Department of Nutritional Sciences, Cook College, Rutgers University, New Brunswick, NJ

	ABSTRACT

TOP ABSTRACT Role of the liver Pathways of hepatic glutamine... The liver lobule Liver heterogeneity and... Regulation of hepatic glutamine... Balance of glutamine synthesis... REFERENCES

 
The liver shows net glutamine uptake after a protein-containing meal, during uncontrolled diabetes, sepsis and short-term starvation, but changes to net release during long-term starvation and metabolic acidosis. Some studies report a small net release of glutamate by the liver. The differential expression of glutamine synthetase (perivenous) and glutaminase (periportal) within the liver indicates that glutamine is used for urea synthesis in periportal cells, whereas glutamine synthesis serves to detoxify any residual ammonia in perivenous cells. Experiments in vivo suggest that changes in net hepatic glutamine balance are due predominantly to regulation of glutaminase activity, with the flux through glutamine synthetase being relatively constant.

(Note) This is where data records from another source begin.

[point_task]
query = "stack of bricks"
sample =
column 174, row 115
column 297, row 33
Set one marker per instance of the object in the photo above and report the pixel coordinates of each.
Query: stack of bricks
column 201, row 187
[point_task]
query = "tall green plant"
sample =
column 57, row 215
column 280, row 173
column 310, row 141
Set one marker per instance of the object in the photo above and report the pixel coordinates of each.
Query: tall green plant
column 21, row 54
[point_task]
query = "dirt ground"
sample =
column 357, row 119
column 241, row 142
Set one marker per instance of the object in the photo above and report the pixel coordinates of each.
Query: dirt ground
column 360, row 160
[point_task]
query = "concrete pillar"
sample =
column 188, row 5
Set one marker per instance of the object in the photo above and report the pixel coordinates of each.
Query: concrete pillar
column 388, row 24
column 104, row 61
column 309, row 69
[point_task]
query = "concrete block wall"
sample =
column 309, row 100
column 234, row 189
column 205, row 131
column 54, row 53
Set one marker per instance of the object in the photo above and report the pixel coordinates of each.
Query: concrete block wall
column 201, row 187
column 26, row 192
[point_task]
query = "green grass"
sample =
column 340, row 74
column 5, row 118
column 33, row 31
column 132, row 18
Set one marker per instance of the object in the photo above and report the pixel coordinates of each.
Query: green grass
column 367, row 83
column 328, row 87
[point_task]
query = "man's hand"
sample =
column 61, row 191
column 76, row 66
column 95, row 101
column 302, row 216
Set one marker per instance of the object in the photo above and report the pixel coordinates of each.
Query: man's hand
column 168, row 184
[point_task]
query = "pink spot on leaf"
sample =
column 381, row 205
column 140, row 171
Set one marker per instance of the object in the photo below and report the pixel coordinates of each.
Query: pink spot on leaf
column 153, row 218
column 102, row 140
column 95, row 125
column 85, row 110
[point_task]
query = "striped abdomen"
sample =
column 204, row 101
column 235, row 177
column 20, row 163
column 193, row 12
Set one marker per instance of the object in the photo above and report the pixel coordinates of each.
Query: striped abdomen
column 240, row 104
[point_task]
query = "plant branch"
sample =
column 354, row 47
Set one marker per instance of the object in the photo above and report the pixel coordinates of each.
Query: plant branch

KEY WORDS: • liver • glutamine • glutamate • glutaminase • glutamine synthetase • urea cycle • ammonia

	Role of the liver

TOP ABSTRACT Role of the liver Pathways of hepatic glutamine... The liver lobule Liver heterogeneity and... Regulation of hepatic glutamine... Balance of glutamine synthesis... REFERENCES

 
Glutamine is quantitatively the most significant nitrogen transporter between tissues, whereas flux through glutamate is predominantly intracellular, with little exchange between tissues. Krebs (1935) first described the synthesis and hydrolysis of glutamine in extracts of mammalian liver. However, defining the precise role of the liver in glutamine metabolism in vivo has been somewhat controversial. Functional hepatectomy results in elevated glutamine levels in the circulation (Blackshear et al. 1975 ), and studies with the perfused liver demonstrated very high rates of glutamine utilization with resultant synthesis of glucose and urea (Ross et al. 1967 , Saheki and Katunuma 1975 ). Conversely, studies of hepatic glutamine synthesis showed low rates of release, well below the maximal glutamine synthetase activity (Lund 1971 ). Further work with isolated hepatocytes (Lund and Watford 1976 ) confirmed the low rates of glutamine synthesis, but also noted that high rates of glutamine utilization were seen only with medium glutamine concentrations >2 mmol/L, with little net change at more physiologic levels (0.5–1.0 mmol/L). Vincent et al. (1989) demonstrated that glutamine synthesis and degradation were occurring simultaneously in such preparations.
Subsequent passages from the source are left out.